Quel serait l'impact  de l'opération TVA sociale, qu'on votée récemment les députés, et qui sera mise en oeuvre en cas de victoire de Nicolas Sarkozy à la présidentielle? Bercy a estimé récemment que cette réforme, consistant à augmenter la TVA de 1,6 point pour financer la suppression des cotisations familiale payées par les employeurs jusqu'à 2,1 fois le smic, aurait un impact positif sur l'emploi. 100.000 emplois pourraient être créés par ce transfert, grâce à l'allègement du coût du travail qu'il autorise. 100.000 postes, ce n'est pas négligeable... mais ramené au montant des cotisations allégées, c'est relativement peu. Les employeurs paieraient, en effet, 13 milliard d'euros de moins de cotisations. Soit, le calcul est simple, un coût par emploi de 130.000 euros. Un coût très élevé, proche de celui de la baisse de la TVA accordée à la restauration: cette mesure aurait créé 20.000 emplois, pour près de 3 milliards d'euros investis, soit presque 150.000 euros par poste.
 

L'estimation de Bercy contestée

Surtout, il n'est pas certain que les 100.000 emplois existent réellement, estime Eric Heyer directeur adjoint du département analyse et prévision à l'Obervatoire français des conjonctures économiques (OFCE): "même si l'on se situe dans un scénario que l'on peut qualifier de rose, à savoir que les entreprises répercutent entièrement dans leurs prix les baisses de charges, et que nos voisins européens ne réagissent pas à ce qui s'apparente à une dévaluation, alors, on peut s'attendre à environ 40.000 créations d'emplois". Si ces conditions ne sont pas remplies, "il faut craindre au contraire des destructions de postes" affirme l'économiste. 
 

Les baisses de charges sur les très bas salaires plus efficaces

Dans une étude publiée récemment, le ministère de l'Economie et la Dares (ministère du travail) ont évalué le coût d'une politique globalement plus onéreuse ( 22 milliards d'euros!), mais plus créatrice d'emplois: la baisse de charges sur très les bas salaires, entre le niveau du smic et 1,6 fois le salaire minimum. Les experts estiment entre 20.000 et 40.000 euros le coût brut de cette politique, par emploi créé. Mais il y a encore "moins cher": les emplois aidés. Ainsi, les contrats aidés -à temps partiel-, des contrats de huit mois signés souvent par des collectivités locales "coûtent seulement 7.000 euros aux finances publiques", souligne Eric Heyer . Comment expliquer un tel écart ? Avec les allègements de charges, "les effets d'aubaine sont très importants". Autrement dit, des entreprises qui auraient de toutes façons embauché (malgré la crise, 20 millions de contrats de travail sont signés chaque année) bénéficient des allègements. Alors que les contrats aidés sortent du chômage des personnes qui, sans cela, y seraient restées à coup sûr.
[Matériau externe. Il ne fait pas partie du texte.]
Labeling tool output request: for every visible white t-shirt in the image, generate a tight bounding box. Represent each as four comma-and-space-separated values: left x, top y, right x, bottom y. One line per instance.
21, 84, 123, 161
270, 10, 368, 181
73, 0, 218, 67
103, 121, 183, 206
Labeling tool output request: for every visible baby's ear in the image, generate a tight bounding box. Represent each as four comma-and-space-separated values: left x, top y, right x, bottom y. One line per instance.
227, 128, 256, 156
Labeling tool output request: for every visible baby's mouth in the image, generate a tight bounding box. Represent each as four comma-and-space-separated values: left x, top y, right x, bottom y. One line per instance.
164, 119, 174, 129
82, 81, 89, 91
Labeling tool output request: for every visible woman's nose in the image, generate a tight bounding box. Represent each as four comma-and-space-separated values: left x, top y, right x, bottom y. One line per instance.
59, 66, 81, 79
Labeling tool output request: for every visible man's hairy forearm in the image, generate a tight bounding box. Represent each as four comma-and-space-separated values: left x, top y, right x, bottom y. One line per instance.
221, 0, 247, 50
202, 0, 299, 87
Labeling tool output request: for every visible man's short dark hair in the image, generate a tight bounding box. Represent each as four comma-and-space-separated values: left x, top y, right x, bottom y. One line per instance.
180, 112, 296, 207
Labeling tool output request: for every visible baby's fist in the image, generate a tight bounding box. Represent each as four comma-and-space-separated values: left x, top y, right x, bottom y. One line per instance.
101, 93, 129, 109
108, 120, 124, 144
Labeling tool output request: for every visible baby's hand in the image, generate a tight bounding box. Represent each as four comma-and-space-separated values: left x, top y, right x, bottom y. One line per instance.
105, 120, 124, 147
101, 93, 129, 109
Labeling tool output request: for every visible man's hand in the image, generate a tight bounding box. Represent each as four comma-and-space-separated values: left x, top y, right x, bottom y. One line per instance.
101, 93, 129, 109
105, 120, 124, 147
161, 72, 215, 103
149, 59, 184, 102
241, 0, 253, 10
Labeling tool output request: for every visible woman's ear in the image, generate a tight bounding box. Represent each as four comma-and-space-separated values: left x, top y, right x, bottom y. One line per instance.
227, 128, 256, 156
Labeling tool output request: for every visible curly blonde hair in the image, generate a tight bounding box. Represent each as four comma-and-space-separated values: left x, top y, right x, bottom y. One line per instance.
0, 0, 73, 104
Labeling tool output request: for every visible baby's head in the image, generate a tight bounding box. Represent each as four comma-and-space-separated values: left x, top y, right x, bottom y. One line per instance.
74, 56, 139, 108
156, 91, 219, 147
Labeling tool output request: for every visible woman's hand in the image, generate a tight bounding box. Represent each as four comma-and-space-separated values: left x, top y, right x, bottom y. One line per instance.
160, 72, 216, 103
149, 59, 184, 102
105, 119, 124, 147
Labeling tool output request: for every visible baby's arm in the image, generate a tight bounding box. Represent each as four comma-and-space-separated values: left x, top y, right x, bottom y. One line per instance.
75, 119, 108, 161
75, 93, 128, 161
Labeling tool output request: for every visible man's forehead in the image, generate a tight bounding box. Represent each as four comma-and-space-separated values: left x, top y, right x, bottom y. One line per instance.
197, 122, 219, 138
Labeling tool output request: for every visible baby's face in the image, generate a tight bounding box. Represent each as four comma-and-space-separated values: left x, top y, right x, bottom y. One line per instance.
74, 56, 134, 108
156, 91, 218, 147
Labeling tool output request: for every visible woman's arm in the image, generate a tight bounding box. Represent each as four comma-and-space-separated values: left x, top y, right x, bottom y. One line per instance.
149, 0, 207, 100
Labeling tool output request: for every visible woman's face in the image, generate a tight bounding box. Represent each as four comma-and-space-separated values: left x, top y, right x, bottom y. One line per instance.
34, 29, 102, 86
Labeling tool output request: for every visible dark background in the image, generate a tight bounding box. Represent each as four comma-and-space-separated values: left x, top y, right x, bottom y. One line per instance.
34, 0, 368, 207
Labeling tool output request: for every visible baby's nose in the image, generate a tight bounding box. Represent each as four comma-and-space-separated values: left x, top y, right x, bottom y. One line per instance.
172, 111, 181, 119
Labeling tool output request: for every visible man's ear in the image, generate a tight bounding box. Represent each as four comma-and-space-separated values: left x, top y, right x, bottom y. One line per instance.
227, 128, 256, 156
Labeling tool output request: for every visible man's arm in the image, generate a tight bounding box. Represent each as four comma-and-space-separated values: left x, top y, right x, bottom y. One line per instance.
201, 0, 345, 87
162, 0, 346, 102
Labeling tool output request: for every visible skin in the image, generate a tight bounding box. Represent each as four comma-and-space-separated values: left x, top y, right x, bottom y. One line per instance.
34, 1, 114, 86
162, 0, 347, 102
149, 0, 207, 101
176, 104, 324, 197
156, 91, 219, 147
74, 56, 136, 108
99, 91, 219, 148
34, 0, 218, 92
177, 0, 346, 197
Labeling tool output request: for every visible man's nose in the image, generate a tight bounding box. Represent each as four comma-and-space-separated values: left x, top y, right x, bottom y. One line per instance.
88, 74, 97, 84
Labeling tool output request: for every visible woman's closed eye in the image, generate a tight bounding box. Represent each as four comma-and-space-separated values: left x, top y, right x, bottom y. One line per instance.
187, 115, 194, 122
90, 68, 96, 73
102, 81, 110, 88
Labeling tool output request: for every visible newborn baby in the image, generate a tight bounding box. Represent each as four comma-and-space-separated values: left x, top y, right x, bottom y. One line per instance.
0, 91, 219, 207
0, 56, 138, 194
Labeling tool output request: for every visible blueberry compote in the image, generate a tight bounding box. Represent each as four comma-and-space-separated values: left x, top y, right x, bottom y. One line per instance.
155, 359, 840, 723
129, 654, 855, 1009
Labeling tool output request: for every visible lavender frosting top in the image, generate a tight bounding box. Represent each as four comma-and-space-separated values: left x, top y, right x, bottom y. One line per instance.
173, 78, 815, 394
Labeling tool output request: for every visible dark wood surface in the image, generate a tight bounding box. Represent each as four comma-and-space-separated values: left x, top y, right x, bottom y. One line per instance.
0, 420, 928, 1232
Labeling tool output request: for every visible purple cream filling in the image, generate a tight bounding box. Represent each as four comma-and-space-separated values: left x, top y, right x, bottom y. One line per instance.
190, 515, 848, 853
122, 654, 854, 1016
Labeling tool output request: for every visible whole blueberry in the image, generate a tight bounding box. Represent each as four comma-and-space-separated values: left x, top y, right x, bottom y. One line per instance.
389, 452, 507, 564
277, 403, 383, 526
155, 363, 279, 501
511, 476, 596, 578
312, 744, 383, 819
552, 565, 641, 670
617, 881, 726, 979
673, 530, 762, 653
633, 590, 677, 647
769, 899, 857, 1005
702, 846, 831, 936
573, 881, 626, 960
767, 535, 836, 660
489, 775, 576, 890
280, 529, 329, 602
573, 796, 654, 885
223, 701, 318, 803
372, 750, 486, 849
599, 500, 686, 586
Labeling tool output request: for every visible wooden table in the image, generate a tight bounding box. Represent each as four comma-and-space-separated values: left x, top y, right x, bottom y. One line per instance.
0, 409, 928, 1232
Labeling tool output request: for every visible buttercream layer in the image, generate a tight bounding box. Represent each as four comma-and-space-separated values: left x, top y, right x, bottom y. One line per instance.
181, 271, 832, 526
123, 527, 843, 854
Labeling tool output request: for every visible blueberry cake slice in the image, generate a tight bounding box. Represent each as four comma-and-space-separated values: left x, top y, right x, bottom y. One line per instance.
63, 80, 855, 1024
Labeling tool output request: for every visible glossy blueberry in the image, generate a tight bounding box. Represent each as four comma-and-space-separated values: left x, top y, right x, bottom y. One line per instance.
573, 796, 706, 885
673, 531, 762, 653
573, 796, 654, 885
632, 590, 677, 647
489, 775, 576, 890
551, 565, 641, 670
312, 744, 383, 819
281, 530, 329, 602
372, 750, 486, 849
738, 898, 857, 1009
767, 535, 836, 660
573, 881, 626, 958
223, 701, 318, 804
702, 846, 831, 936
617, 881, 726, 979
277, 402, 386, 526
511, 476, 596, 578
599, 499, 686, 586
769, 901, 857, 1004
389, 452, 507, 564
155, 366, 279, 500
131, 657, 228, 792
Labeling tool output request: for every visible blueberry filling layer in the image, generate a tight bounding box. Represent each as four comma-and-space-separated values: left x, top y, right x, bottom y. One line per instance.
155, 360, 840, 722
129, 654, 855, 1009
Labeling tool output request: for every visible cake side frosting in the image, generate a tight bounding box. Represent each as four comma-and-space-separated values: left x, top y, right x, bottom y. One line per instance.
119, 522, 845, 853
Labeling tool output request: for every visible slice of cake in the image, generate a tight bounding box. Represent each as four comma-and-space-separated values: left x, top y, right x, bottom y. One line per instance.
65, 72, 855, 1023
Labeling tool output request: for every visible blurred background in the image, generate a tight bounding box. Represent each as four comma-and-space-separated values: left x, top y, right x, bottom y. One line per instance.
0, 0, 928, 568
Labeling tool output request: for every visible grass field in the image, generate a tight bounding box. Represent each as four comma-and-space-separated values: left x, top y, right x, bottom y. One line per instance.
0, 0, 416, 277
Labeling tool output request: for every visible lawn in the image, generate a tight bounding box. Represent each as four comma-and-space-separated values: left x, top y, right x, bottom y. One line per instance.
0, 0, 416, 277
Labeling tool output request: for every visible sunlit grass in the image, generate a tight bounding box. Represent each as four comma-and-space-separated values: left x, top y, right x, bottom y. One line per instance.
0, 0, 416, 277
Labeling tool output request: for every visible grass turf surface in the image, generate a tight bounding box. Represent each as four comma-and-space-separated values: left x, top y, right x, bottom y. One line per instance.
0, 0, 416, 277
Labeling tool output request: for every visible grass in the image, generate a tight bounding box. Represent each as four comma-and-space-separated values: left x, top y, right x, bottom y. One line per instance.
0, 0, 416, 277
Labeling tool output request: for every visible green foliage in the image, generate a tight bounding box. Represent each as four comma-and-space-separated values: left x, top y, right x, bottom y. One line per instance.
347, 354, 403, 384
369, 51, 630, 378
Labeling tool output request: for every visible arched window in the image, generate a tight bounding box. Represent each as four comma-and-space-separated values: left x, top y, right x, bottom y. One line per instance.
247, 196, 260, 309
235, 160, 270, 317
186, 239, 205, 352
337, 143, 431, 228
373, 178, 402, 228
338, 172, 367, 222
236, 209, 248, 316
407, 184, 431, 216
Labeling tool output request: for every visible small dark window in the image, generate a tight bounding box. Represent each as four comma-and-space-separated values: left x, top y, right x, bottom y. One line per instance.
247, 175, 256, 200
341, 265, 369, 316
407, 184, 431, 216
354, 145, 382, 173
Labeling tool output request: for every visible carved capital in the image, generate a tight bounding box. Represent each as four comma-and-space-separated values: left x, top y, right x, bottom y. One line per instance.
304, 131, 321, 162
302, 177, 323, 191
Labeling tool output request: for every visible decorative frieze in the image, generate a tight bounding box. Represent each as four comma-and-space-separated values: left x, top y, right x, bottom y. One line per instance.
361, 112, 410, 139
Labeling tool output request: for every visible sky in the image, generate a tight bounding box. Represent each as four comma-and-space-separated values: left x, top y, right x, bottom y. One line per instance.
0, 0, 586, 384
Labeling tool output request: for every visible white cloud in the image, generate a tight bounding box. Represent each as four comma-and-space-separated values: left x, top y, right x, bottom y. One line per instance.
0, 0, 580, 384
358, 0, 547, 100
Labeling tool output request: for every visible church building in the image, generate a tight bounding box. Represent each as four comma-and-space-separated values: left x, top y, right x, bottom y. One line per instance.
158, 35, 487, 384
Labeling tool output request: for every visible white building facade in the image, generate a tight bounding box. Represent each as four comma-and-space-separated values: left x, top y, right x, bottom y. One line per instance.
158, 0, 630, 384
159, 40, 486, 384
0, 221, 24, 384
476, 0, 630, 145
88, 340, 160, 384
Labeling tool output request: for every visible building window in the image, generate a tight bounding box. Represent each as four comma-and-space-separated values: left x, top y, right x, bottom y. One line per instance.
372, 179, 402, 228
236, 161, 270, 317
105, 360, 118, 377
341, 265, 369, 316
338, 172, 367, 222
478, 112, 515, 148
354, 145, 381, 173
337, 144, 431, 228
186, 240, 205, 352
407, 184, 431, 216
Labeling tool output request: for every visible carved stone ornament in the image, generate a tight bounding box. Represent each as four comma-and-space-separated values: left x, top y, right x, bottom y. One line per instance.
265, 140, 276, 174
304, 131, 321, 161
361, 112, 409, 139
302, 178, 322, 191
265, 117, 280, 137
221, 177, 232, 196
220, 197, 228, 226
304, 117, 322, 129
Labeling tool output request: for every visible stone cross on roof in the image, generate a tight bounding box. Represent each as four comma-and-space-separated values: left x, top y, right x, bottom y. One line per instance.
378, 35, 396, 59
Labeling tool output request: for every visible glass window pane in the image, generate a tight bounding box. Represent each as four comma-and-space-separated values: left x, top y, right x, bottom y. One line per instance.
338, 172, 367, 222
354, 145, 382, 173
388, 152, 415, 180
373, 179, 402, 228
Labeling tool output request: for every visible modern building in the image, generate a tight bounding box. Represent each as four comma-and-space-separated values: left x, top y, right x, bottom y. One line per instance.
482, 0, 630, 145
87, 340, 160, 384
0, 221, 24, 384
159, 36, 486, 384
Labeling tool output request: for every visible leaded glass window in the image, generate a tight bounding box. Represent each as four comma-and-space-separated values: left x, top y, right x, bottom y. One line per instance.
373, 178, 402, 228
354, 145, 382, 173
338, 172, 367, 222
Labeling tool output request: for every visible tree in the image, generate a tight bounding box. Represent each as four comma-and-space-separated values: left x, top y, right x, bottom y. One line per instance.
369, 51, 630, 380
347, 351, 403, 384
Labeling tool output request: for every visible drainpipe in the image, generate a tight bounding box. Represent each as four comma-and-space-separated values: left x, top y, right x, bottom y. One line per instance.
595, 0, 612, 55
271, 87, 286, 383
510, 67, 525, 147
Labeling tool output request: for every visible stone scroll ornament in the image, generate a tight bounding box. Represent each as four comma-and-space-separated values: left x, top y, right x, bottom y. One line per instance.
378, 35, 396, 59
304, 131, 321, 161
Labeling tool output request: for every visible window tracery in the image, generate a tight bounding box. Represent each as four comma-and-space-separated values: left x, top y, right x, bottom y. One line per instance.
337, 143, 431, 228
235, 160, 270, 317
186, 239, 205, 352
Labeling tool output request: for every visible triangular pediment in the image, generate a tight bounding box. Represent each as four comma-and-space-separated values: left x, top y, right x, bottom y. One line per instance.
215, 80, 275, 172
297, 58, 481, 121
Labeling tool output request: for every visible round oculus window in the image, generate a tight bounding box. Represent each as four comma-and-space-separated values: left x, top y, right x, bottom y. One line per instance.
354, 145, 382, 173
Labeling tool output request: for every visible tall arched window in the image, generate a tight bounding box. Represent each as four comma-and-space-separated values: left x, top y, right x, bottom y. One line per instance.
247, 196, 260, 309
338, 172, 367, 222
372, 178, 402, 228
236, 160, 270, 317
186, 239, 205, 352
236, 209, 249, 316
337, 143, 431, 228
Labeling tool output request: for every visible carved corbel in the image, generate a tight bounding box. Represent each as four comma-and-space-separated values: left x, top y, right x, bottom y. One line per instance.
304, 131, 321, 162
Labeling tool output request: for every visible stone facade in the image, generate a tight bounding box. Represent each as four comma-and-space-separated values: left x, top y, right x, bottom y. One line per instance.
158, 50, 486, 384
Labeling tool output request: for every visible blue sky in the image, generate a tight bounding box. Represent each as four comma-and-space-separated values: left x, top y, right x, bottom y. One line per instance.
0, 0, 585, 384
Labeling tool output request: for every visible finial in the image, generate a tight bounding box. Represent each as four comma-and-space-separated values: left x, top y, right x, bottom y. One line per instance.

S'agissant de l'opération TVA voulue par Nicolas Sarkozy, elle ne vise pas seulement à renforcer la compétitivité de l'économie, estime Eric Heyer. "Il s'agit aussi, ce qui apparaît défendable, de ne pas faire reposer sur les seuls salaires le financement de prestations à caractère universel, comme les allocations familiales. Le problème, c'est que la TVA n'était pas nécessairement le bon impôt de substitution aux cotisations. La CSG aurait été beaucoup plus adaptée...".